The research outputs from many MathSys II PhD projects will be of direct economic value to commercial, public sector and charitable external partners. Engagement with CDT partners will facilitate these impacts. This includes co-supervision of PhD and MSc projects, co-creation of Research Study Groups, and a strong commitment to provide placements/internships for CDT students. When commercial innovations or IP are generated, we will work with Warwick Ventures, the commercial arm of the University of Warwick, to commercialise/license IP where appropriate. Economic impact may also come from the creation of new companies by CDT graduates. MathSys II will present entrepreneurship as a viable career option to students. One external partner, Spectra Analytics, was founded by graduates of the preceding Complexity Science CDT, thus providing accessible role models. We will also provide in-house entrepreneurship training via Warwick Ventures and host events by external start-up accelerator Entrepreneur First.

Impacts on policy.
The CDT will influence policy at the national and international level by working with external partners operating in policy. UK examples include Department of Health, Public Health England and DEFRA. International examples include World Health Organisation (WHO) and the European Commission for the Control of Foot-and-mouth Disease (EuFMD). MathSys students will also utilise the recently announced UKRI policy internships scheme.

Impacts on society.
Public engagement will allow CDT students to promote the value of their research to society at large.

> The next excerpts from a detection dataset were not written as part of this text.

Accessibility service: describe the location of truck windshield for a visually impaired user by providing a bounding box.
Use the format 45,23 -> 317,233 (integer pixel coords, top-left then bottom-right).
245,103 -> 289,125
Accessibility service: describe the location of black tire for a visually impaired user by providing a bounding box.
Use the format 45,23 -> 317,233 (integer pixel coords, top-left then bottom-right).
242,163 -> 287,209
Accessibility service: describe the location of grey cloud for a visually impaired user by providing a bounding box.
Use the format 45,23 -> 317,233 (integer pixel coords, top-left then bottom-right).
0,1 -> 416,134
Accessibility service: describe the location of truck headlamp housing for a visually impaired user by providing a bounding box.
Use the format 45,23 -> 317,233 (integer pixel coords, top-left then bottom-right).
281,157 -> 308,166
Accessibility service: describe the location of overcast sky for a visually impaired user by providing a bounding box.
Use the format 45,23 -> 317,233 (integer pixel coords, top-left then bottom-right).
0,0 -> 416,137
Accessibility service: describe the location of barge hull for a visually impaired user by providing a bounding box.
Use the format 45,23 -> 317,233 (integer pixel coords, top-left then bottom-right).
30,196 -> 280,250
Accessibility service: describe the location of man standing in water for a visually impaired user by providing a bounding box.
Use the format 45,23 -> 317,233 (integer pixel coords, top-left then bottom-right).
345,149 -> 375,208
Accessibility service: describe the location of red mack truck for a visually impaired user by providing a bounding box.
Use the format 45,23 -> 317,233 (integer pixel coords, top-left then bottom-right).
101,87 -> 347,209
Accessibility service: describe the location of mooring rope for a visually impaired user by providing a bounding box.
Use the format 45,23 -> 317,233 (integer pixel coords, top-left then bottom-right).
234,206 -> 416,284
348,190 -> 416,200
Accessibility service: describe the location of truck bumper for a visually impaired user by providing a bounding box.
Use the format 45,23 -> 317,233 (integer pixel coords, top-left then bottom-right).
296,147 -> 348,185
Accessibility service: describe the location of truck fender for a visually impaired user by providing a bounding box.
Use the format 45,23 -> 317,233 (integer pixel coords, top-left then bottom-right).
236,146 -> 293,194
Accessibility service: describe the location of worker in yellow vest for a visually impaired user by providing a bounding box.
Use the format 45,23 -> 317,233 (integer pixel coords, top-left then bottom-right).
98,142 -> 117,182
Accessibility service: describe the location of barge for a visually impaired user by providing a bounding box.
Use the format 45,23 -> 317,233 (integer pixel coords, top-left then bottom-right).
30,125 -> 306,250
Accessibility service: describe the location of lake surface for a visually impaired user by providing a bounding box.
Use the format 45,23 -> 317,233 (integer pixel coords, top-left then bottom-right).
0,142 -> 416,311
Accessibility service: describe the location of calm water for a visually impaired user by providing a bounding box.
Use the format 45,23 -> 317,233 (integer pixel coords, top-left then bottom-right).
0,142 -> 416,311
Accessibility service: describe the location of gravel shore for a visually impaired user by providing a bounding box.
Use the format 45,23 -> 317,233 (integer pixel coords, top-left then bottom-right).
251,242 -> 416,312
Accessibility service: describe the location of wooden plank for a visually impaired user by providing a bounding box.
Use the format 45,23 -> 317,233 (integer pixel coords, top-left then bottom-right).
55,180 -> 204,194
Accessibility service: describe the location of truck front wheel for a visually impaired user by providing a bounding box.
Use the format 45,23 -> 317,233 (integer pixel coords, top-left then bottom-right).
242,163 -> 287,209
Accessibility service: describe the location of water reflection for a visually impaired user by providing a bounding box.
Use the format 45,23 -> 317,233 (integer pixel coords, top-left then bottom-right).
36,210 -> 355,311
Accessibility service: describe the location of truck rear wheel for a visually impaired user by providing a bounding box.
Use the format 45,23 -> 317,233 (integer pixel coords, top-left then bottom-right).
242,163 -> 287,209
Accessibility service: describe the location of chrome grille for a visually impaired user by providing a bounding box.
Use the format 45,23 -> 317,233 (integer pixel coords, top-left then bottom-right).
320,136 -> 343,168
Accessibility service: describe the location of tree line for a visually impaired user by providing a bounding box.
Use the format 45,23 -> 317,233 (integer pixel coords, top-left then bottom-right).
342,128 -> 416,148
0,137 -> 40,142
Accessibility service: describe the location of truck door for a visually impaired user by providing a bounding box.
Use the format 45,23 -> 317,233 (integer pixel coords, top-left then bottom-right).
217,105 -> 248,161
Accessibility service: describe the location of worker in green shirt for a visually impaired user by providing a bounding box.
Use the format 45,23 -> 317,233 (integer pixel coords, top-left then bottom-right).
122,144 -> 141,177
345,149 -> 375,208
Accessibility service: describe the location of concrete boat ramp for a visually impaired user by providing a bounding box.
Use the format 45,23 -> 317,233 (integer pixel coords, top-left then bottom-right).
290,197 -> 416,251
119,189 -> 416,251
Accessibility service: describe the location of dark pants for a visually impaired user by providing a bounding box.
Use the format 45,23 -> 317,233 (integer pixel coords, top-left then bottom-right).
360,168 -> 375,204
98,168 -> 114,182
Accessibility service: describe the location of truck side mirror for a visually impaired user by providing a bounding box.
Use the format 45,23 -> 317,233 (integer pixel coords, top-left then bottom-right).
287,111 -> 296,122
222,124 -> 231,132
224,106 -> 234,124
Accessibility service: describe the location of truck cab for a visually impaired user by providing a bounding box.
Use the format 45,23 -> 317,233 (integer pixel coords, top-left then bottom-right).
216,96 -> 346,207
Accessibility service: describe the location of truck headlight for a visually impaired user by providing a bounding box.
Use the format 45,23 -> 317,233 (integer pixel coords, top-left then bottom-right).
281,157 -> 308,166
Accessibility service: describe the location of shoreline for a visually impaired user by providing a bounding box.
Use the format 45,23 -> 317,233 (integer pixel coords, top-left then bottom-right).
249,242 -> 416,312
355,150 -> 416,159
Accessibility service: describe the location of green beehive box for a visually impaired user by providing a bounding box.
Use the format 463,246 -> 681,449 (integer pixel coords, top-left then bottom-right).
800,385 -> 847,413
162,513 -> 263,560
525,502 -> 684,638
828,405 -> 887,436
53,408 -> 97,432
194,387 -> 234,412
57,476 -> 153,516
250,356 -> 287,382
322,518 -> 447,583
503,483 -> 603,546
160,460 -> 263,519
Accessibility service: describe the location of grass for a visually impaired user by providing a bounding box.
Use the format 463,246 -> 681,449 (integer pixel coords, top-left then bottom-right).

Aside from social media, suitable local events include DataBeers, Cafe Scientifique, and the Big Bang Fair. MathSys will also promote a socially-oriented ethos of technology for the common good. Concretely, this includes the creation of open-source software, integration of software and data carpentry into our computational and data driven research training and championing open-access to research. We will also contribute to the 'innovation culture and science' strand of Coventry's 2021 City of Culture programme.